Девушка положила руку на его ладонь:
— Все так, все правильно, но… У меня сегодня радостный день, и не только потому, что ты рядом. Сегодня Перумов встречался с Филиппом, и тот подписал все бумаги. Он отказывается от отцовства, от всех прав на ребенка. Вера звонила сюда, когда ты работал, но я не стала тебя отвлекать. Теперь жду маму и Даниила Александровича, которые скоро подъедут, хотела сразу всем объявить. Но не сдержалась.
— Ура-а! — крикнул Егорыч.
Федор Степанович вышел из комнаты внука и направился в свой кабинет проверить почту.
Хотел сразу взглянуть на пришедшую из банка выписку, но вдруг увидел послание, отправленное ему с незнакомого адреса.
«Ad rem» и по-русски «строго конфиденциально».
Первеев поморщился, вспоминая, что обозначает «Ad rem». Конечно же, это юридический термин, он в переводе с латыни означает «по сути дела». Открыл письмо. В нем было два видеофайла и один аудио. Подумал: раскрыть содержание или не стоит этого делать? Но любопытство победило. Он открыл аудио, решив, что это обращение к нему лично. И сразу услышал голос невесты сына — Илоны.

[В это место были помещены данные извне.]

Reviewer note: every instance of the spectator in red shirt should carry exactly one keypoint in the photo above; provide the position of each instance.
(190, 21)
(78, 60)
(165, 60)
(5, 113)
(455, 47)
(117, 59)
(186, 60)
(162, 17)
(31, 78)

— Так, может, потусим в клубе вдвоем…
— У тебя же муж…
— Не муж он мне. Просто типа как жених. Только я за него замуж не собиралась вовсе, а теперь тем более. Во-первых, он жадный. Во-вторых, он мне изменяет. Или это во-первых? Изменяет со всеми подряд, даже с этой старухой Гасановой. Я это точно знаю. Представляешь, как это подло — его папашка с ней спит, и Филя туда же. И это он специально, чтобы Федору Степановичу отомстить. Он вообще своего отца ненавидит: Филя считает, что его отец должен ему больше средств давать и вообще обязан переписать на него свои… как их — активы. Федор Степанович, конечно, уже в маразме. Взял чужого внука и носится с ним. Мы поначалу с Филей так хохотали, ну, ладно, думали — пусть, а теперь дело далеко зашло. Сейчас договоримся с этой лохушкой, отдадим ей ребенка… Алле, ты слушаешь меня?